Further investigation confirmed, in this case the problem was self-made. Someone from the Team configured systemd to automatically cleanup the tmp folder on a lot of server and neither tested nor documented it well. Removing the thin package folder wouldn't be a problem, it would be just newly uploaded, as long it's done right but it wasn't.
/etc/tmpfiles.d/clean_tmp.conf D /tmp 1777 root root 7d D /var/tmp 1777 root root 7d
The tmpfiles config removed only files and folder owned by user root, but a few files, like "code-checksum", of the thin package folder are owned by salt. So every 7 days almost all files were removed and therefore corrupted Salt thin, but the Salt Master found the folder and the "code-checksum" file with the correct hash and thought the thin state is healthy.
At the end I just removed the custom tmpfiles config and once again the thin folder manually on all affected server.
For us there wasn't much benefit in deleting the thin package weekly and generate high load and consume bandwith to re-upload it. In case you prefer the regular cleanup of your tmp folders, just ensure that the whole thin folder and all files are covered and either removed ore kept untouched by your ruleset.

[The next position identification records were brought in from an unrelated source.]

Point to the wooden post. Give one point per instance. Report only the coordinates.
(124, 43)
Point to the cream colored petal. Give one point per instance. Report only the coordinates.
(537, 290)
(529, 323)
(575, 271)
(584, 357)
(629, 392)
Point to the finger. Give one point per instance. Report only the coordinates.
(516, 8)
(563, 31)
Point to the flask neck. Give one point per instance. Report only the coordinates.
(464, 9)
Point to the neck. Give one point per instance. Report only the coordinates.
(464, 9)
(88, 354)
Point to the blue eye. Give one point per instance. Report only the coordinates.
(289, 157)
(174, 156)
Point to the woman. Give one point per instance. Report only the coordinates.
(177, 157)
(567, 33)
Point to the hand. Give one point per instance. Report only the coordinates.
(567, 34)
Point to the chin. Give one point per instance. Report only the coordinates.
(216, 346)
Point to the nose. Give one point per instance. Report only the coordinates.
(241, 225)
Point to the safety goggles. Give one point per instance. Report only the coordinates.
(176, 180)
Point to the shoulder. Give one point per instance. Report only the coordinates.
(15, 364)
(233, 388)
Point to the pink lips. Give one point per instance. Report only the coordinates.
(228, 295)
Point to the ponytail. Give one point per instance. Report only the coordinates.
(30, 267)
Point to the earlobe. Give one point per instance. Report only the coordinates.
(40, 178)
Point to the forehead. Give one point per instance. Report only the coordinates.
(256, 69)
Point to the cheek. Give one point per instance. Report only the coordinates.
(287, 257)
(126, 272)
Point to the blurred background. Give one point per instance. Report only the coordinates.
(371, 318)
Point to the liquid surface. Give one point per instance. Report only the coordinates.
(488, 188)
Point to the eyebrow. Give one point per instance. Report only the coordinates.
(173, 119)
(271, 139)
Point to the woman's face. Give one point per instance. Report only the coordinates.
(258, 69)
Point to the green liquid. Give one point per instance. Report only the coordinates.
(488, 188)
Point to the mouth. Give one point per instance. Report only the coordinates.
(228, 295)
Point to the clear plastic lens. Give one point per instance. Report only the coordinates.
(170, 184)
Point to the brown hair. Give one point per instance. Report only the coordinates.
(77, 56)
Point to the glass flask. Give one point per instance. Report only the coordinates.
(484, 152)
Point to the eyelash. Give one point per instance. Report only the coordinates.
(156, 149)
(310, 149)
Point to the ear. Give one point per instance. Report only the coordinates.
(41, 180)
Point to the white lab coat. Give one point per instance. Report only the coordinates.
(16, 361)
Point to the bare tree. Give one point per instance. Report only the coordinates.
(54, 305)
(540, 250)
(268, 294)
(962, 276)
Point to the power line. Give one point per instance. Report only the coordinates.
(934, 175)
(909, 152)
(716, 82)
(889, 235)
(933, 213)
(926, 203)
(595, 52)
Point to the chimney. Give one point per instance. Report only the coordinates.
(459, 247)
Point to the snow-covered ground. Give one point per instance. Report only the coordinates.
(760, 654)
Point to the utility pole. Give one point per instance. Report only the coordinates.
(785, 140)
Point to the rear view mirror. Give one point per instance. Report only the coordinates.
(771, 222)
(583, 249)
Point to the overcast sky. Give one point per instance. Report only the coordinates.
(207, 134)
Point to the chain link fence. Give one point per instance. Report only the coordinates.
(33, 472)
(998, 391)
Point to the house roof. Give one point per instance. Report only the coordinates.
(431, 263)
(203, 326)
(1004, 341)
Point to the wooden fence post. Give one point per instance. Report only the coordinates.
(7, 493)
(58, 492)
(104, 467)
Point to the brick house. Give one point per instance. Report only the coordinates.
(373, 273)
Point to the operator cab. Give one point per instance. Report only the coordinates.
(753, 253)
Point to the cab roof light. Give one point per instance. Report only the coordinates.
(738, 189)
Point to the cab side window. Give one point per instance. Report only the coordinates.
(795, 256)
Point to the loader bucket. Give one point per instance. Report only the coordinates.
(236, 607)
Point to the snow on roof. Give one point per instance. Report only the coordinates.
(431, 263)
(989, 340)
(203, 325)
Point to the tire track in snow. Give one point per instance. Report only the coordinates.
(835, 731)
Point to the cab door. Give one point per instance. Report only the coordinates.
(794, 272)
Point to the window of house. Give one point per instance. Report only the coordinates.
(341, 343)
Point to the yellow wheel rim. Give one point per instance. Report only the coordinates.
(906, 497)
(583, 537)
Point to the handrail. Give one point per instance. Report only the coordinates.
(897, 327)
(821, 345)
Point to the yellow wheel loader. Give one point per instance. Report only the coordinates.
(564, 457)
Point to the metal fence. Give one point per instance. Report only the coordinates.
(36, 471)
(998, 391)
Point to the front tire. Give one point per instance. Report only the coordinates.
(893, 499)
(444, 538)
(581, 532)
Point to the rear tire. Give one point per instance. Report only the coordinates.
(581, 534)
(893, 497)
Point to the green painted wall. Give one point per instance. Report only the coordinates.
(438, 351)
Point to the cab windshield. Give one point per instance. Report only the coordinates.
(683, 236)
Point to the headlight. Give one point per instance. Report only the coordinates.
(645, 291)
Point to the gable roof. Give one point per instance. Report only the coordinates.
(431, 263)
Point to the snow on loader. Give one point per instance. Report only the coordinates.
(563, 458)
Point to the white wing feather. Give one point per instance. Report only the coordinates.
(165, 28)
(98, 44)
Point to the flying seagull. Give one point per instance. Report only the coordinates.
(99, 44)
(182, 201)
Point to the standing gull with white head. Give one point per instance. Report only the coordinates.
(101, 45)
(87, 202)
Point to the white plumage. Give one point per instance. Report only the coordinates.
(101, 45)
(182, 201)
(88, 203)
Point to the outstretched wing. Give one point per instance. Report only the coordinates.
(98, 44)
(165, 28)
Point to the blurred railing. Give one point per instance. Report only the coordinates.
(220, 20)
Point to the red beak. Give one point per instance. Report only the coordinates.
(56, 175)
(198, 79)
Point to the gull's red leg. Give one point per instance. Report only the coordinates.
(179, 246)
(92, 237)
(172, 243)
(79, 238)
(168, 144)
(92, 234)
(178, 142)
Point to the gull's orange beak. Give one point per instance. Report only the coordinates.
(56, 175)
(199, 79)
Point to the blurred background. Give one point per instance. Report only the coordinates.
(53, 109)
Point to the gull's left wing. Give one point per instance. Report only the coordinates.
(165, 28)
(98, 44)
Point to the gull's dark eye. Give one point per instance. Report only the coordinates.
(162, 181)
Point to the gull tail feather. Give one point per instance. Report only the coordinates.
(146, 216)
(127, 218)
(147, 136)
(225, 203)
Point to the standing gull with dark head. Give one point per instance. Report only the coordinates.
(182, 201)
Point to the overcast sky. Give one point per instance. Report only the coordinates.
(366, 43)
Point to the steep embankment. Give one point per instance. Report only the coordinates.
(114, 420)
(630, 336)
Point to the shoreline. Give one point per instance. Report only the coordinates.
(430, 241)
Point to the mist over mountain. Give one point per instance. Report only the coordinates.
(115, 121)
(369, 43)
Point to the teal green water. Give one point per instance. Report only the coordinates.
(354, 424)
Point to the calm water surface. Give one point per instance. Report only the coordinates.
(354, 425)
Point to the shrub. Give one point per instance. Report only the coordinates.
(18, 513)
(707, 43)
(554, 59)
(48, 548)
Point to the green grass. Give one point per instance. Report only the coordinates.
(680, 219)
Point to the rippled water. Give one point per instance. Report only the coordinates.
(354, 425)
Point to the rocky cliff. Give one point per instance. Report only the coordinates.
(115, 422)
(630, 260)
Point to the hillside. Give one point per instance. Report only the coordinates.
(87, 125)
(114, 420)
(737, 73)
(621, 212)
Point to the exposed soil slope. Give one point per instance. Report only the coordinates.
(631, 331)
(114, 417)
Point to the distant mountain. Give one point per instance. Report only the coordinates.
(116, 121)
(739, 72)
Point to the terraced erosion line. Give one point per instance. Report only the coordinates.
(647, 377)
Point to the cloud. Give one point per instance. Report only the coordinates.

Even though it was a human error and not directly related to SUSE Manager / Uyuni or Salt it demonstrated how fragile such components can be. From a technical point of view I understand why there are just a few checks and validation of the hash in a file. Doing that for the whole folder content on every job run would horrible slow and increase the load. But as we can see, it comes with a price and can be affected by something you wouldn't expect.